Растерянность вскоре сменилась праведным гневом. Герцогу редко приходили в голову мысли, но не надо Шерлока Холмса, чтобы разгадать эту тайну, справится и доктор Ватсон. Уподобившись цветом полоскам своей пижамы, герцог вздул кверху усы, и глаза его вылезли из орбит, как у какой-нибудь улитки.
— Траут! — закричал он. А в объяснение прибавил:
— Траут, чтоб ему треснуть! Траут, змея собачья! Траут, чертов гад! Надо было знать. Платить не хочет, вы подумайте! Ничего, я ему покажу! Я его допеку! Он мне вернет картину!
Заметив, что лорд Эмсворт смотрит на него, как золотая рыбка, с которой его часто сравнивали сестры, Галли поспешил на помощь.
— Данстабл собирался продать картину Трауту, — пояснил он, — но Траут, видимо, решил сэкономить деньги.
Герцог тем временем излагал свои планы:
— Я ему скажу: «Давай, гони картину!» Я ему голову сверну! Галли заметил, что мера эта очень помогает.
— Где его комната?
— Не знаю, — отвечал Галахад. — Где его комната, Кларенс? Граф очень удивился, что от него ждут сведений.

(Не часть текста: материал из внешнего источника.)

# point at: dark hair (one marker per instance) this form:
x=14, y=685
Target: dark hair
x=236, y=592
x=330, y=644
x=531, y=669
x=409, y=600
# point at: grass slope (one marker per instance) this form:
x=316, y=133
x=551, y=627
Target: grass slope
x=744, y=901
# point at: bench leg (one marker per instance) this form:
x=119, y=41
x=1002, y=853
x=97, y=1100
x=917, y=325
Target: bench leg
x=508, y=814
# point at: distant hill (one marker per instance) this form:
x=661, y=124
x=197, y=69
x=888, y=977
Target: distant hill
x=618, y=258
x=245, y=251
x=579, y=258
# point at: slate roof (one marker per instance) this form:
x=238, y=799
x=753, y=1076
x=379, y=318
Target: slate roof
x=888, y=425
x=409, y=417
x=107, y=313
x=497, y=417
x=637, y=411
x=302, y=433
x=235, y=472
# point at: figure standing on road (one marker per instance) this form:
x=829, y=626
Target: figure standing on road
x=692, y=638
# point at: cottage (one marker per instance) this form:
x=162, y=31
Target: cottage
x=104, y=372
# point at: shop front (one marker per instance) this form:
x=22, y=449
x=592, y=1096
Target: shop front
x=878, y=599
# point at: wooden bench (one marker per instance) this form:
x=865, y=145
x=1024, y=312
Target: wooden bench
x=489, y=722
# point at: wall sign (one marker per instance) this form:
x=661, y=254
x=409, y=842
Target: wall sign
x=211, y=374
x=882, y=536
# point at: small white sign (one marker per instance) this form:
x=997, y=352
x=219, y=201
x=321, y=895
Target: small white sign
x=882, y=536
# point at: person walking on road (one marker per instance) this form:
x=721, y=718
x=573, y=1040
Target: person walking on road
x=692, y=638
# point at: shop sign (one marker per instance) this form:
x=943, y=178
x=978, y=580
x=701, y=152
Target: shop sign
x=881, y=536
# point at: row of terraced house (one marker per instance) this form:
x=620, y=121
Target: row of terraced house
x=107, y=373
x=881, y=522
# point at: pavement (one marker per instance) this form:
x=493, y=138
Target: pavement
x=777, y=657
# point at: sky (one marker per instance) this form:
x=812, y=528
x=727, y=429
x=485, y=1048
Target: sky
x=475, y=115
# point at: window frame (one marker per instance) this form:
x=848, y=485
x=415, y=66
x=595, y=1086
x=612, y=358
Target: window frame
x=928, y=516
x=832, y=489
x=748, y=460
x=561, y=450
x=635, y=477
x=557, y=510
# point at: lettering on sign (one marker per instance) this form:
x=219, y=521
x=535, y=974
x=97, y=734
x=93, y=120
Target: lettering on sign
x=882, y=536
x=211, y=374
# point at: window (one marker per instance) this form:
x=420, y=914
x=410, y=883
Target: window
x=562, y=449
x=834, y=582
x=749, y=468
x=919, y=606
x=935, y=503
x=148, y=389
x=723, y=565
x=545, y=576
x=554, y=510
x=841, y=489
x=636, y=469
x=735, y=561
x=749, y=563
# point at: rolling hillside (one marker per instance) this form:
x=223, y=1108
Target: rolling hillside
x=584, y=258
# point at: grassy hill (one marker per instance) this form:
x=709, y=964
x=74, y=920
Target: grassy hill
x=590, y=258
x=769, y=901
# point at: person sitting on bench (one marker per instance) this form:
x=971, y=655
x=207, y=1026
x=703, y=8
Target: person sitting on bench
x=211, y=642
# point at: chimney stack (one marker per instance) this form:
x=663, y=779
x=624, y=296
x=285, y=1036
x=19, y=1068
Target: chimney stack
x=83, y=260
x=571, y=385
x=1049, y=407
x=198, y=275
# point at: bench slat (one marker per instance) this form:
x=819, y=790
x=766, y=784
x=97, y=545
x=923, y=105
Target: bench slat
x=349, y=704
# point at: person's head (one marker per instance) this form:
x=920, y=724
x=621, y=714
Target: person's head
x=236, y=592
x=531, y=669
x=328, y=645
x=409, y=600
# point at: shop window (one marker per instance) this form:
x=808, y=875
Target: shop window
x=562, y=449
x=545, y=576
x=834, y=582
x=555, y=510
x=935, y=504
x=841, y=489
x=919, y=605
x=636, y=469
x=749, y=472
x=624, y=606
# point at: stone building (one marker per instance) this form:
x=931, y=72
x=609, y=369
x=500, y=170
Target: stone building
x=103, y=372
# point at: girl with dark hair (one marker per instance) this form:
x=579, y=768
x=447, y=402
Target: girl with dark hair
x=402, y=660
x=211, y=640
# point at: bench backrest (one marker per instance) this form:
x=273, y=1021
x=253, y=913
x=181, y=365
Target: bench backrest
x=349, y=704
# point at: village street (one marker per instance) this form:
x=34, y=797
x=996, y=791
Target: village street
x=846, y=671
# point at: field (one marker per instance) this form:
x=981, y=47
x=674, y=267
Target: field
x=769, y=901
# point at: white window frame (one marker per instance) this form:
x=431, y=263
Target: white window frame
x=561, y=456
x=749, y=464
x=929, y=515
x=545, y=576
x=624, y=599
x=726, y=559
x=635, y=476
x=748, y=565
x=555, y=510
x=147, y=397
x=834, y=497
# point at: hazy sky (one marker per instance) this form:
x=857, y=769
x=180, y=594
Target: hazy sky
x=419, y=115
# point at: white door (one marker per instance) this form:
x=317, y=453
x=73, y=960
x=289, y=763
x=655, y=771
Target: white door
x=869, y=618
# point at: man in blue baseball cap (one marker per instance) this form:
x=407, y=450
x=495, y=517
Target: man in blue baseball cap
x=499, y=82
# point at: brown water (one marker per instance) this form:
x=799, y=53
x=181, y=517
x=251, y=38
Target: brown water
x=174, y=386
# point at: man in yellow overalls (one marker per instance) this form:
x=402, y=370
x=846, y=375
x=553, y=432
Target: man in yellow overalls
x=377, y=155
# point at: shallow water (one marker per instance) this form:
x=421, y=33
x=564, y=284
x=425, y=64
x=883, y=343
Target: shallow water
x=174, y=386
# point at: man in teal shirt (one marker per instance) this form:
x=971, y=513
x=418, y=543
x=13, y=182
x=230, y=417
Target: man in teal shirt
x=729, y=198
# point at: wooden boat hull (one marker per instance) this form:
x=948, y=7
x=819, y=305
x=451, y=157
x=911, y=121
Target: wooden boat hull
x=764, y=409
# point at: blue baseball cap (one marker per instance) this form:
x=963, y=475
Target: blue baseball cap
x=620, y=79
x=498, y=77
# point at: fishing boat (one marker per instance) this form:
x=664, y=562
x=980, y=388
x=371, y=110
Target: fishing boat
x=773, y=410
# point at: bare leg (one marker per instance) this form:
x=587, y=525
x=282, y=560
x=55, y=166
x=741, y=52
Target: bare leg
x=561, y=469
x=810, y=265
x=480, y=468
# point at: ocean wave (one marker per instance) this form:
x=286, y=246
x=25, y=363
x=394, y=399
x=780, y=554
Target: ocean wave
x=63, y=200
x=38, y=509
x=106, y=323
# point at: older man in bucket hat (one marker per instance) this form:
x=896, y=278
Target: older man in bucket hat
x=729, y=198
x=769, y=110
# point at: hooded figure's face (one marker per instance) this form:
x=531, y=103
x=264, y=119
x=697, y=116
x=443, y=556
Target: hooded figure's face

— Откуда мне знать, Галахад? В замке пятьдесят две комнаты. Многие вообще заперты — вот та, где ночевала Елизавета, и залы какие-то, но мистер Траут не в них. Куда-нибудь Конни его засунула.
— Тогда, — сказал рассудительный герцог, — пойду спрошу Конни.
Как на беду, девятый граф снова стоял рядом со столиком, на который герцог водрузил бокал и чащу (пустые), часы, календарь и фотографию Джеймса Скунмейкера с леди Констанс. Когда страшные слова достигли его сознания, он дернулся, столик упал в привычной манере, герцог воскликнул: «Ну, Эмсворт!», а Галли предупредил, что это может войти в привычку. Но граф отмел укоры.
— Аларих! — вскричал он.
— Что еще?
— Не буди Конни!
— Ха-ха!
— Я не знаю, что она сделает!
— Что ж, пойдем, узнаем, — предложил Галли. Он был добр и не хотел стимулировать надпочечники брата, а потому прибавил: —Ты, Кларенс, не ходи, мы справимся. Спи, милый принц,[11] и ангельское пенье тебя утешит. Пошли, Данстабл.